In February, Kim lost a job at a post office where he worked four hours a day.

“I thought I was going to work there for at least a year,” said Kim. “But I got fired after the government increased the minimum wage level earlier this year.”

Although he didn’t earn much at the post office - 790,000 won ($695)a month - his family had become dependent on it.

Currently, the only income the family has is the 90,000 won his wife earns a day from a cleaning company. She started working there three months ago.

Kim pays 400,000 to 500,000 won a month to repay student loans he took out for his two children, who are now 24 and 28.

Kim worked for a logistic company for 20 years and was a high-ranking executive in charge of human resources. He once made 3 million won a month. But he lost his job and career during the 2008 global financial meltdown. Since then, he has worked in hard labor or menial jobs, from construction to cleaning buildings. Most are part-time.

Kim still has to work because his son has been spending years preparing for the civil service exam. His daughter failed to land a job after graduating from college.

“I can’t tell my children to find any old job as they could end up like me, unemployed, if they fail to find a stable job,” Kim said.

Without the unemployment allowance, Kim says his family would be in dire straits.

According to the National Health Insurance Service, there were more than 1.4 million households last year with parents in their 50s and 60s whose children were still covered on their health insurance. These were adult children between the ages of 26 and 39 who weren’t able to find jobs.

Of those 1.4 million households, 395,254, or 28 percent, were in the lower 30 percent income bracket.

This is a stark reversal from the past when children put their parents as dependents on their health insurance after landing jobs.

As of February, the real unemployment rate - which includes part-timers, people studying for jobs in places like the civil service and people who have been discouraged from finding jobs - amounted to 24.4 percent, an all-time record.

Jeong Tae-sook, 66, owned a construction equipment company 20 years ago and made 20 million won to 30 million won a month. But his lot deteriorated after the Asian financial crisis of the late 1990s. He lost every penny he made after repeatedly failing in other businesses.

Since folding his own business in 2000, Jeong has been taking jobs wherever he can find them, including daily work that pays 120,000 won.

“Two years ago, I was hired by a conglomerate’s construction company as a contract worker,” Jeong said. “But they let me go last month because I was too old.”

He said he made 2 million won a month at the company.

His two children, aged 34 and 30, still haven’t found steady jobs and are working part-time.

“I’m paying 250,000 won every month on their student loans so they could at least save up for their weddings,” said Jeong.

Mr. Yoo, 57, said his biggest regret is forcing his youngest son to give up on his dream of becoming a professor because of the family’s finances.

Yoo retired two years ago and had to tell his son that the family would have to sell their house for him to continue pursuing that dream.

“Even then, it was not clear how long it would take for him to graduate and it wasn’t sure he would become a professor,” Yoo said.

The son, who is now 26, is studying to get a job.

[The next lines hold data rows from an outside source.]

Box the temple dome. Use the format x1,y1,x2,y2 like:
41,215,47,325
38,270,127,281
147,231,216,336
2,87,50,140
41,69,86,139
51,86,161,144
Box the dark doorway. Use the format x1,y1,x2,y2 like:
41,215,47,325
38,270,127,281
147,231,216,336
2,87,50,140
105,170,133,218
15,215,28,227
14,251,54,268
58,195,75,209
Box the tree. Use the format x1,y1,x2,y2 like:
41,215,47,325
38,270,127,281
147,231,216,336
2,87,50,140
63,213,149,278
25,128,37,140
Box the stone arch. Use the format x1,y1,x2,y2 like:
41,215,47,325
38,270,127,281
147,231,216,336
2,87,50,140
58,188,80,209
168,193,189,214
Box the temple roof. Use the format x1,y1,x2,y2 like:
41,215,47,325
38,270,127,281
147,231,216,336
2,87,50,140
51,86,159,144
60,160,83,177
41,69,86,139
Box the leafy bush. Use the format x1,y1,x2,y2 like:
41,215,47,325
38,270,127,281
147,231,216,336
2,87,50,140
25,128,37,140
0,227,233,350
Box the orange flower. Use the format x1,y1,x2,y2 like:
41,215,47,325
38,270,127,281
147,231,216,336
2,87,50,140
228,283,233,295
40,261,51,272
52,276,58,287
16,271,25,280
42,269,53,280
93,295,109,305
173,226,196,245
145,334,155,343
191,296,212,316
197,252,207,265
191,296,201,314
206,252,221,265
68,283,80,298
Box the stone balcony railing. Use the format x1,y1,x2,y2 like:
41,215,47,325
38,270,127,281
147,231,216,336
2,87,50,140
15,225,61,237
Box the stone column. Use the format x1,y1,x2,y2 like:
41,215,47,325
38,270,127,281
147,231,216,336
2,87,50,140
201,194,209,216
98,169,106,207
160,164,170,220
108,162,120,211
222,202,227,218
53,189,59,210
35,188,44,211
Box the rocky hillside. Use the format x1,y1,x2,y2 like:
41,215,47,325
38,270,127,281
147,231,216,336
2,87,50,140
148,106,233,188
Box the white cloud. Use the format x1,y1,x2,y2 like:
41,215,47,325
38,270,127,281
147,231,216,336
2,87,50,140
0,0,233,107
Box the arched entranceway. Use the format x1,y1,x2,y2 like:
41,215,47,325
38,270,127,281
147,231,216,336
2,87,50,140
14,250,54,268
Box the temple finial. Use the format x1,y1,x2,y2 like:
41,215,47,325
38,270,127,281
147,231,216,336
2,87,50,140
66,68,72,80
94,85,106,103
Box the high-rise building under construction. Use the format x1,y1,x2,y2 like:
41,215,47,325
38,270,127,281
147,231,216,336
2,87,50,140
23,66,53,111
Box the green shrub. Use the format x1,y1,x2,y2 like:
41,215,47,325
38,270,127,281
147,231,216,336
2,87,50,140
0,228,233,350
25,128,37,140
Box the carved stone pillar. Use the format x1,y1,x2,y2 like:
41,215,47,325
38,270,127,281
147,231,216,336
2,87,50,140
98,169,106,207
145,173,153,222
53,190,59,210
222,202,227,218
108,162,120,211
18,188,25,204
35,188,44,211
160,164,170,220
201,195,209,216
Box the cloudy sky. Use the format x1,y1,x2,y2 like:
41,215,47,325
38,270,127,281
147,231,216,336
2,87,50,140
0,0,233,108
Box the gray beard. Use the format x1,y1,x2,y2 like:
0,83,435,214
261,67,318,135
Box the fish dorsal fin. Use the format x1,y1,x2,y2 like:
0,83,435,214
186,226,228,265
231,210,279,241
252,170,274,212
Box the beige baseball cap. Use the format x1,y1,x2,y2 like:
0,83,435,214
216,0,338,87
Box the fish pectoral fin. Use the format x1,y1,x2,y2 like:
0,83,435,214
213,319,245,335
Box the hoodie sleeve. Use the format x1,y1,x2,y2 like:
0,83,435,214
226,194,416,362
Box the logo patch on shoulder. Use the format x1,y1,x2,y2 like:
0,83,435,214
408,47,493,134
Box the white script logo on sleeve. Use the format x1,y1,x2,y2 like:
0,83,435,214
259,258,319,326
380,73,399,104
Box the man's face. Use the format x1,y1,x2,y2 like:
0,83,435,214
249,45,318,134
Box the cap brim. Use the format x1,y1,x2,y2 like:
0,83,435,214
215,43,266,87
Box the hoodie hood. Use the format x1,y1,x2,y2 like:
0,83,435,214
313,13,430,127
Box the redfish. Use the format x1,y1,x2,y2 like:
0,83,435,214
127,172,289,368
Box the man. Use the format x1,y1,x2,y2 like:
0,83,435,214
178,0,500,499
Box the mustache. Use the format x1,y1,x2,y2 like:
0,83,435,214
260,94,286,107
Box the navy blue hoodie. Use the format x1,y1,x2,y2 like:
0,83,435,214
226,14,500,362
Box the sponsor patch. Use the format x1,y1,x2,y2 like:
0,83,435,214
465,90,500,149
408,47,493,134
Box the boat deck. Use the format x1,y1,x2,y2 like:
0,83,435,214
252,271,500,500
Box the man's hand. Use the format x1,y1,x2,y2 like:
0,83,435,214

“The extreme unemployment situation has forced young people in their 20s and 30s to continue relying on their parents economically,” said Hong Joon-pyo, a researcher at the Hyundai Research Institute.

“Kids who are deprived of opportunities to enter the middle class and their parents, who already fell from middle-class status, are all ending up in the lower class population.”

Sung Tae-yoon, an economics professor at Yonsei University, said in order to restore the middle class, the only solution is to create a large number of good-quality jobs.

“Creating more quality jobs is needed to recover the collapsed middle class, but doing so is difficult as initiatives like strengthening industrial competitiveness and increasing flexibility of the labor market need to be pursued as well,” Sung said. “We need conditional welfare programs to help the low-earning, retirement-age group make some kind of consistent income.”